“Ear-Eat was riding in the woods near our villages, when he found a thicket of rose bushes bending over with their load of ripe berries. ‘Ey,’ he cried, ‘how many berries are here! I never saw it thus in our Crow country.’ And he got off his horse and began to pick the berries.

“He had no basket to put them in, so he drew off his leggings, tied the bottoms shut with his moccasin strings, and, when he had filled the leggings with berries, he slung them over his horse’s back like a pair of saddle bags.

“He rode home happy, for he thought, ‘My wife will be glad to see so many berries.’

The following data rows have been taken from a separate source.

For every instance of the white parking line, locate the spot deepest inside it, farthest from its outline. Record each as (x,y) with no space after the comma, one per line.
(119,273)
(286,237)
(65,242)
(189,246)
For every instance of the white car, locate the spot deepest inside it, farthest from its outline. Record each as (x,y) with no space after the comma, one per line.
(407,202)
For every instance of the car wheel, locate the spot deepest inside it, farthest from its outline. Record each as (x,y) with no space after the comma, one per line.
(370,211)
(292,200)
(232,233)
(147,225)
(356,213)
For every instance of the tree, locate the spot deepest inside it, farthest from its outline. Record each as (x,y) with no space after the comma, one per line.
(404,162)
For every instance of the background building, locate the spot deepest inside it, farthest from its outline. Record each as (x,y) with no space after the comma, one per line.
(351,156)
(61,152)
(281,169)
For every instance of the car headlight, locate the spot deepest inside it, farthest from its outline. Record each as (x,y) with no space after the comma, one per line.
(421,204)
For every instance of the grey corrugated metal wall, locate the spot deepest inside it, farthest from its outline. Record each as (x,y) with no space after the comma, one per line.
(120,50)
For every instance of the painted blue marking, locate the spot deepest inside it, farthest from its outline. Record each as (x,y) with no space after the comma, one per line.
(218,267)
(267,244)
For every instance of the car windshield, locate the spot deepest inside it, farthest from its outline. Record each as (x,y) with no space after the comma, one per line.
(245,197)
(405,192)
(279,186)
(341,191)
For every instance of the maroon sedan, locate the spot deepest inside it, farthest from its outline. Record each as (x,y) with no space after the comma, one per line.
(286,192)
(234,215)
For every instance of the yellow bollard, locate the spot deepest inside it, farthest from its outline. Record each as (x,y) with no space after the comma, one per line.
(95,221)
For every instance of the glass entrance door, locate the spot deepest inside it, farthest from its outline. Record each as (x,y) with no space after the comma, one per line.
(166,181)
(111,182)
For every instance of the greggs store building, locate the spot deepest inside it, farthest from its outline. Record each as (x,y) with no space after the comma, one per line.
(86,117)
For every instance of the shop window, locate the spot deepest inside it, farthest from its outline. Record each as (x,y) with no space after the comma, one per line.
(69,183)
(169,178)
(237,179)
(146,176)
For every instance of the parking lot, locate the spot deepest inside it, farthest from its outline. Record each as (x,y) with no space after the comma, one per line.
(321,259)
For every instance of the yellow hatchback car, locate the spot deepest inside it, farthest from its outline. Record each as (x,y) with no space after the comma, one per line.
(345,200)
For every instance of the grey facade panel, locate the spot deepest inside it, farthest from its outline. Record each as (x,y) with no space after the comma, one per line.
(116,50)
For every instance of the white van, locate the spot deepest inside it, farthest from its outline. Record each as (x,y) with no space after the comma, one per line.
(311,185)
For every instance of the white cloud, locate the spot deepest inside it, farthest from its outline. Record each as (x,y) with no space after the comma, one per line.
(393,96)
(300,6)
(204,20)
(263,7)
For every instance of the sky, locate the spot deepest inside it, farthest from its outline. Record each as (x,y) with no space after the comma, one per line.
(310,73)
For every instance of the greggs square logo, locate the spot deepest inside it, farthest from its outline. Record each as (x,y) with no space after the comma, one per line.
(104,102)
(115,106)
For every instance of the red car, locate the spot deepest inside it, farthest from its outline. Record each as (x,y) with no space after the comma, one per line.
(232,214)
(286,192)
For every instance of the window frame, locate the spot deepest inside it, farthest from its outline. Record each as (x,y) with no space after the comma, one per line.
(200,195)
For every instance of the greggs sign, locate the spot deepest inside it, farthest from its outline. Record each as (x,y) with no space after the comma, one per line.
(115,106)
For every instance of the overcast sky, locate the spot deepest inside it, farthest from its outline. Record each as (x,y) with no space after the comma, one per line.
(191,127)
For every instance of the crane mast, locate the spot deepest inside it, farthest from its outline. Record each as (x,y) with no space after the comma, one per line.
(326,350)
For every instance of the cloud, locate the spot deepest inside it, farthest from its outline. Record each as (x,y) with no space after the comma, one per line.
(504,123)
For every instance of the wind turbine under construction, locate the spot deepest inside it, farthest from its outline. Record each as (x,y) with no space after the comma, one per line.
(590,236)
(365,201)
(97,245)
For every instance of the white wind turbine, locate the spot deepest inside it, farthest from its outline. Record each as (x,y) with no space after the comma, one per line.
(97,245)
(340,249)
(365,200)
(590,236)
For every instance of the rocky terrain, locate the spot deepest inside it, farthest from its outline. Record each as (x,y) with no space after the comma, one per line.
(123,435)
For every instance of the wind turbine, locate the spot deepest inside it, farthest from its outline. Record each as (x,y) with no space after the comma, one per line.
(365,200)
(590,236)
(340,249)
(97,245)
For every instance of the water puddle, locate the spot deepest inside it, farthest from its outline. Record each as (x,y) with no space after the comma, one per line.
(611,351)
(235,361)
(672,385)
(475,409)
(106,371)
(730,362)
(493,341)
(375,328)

“When Yellow Blossom saw her husband riding home without his leggings, and with the tops of his moccasins loose and flapping, she could hardly believe her eyes. As she stood staring, Ear-Eat got off his horse and handed her his bulging leggings. ‘Here, wife,’ he cried, ‘look at these fine berries. Now we shall have something good to eat.’

“The village women, hearing what Ear-Eat said, crowded close to look. When they saw that his leggings were filled with rose berries, they cried out with laughter.

“Yellow Blossom was angry. ‘You are crazy,’ she cried to her husband. ‘We Hidatsas raise corn, beans, sunflower seed, and good squashes to eat. We are not starving, that we must eat rose berries.’

“‘The Crow Indians eat rose berries,’ said Ear-Eat. ‘My mother used to dry them for winter food.’

“His words but vexed Yellow Blossom more.

“‘I am a Hidatsa woman, not a Crow,’ she cried. ‘We Hidatsas are not wild people. We live in earth lodges and eat foods from our gardens. When we go berrying we put our berries into clean baskets, not into our leggings.’ And she turned the leggings up and poured the rose berries out on the ground.”

We all laughed at Old-Owl Woman’s story.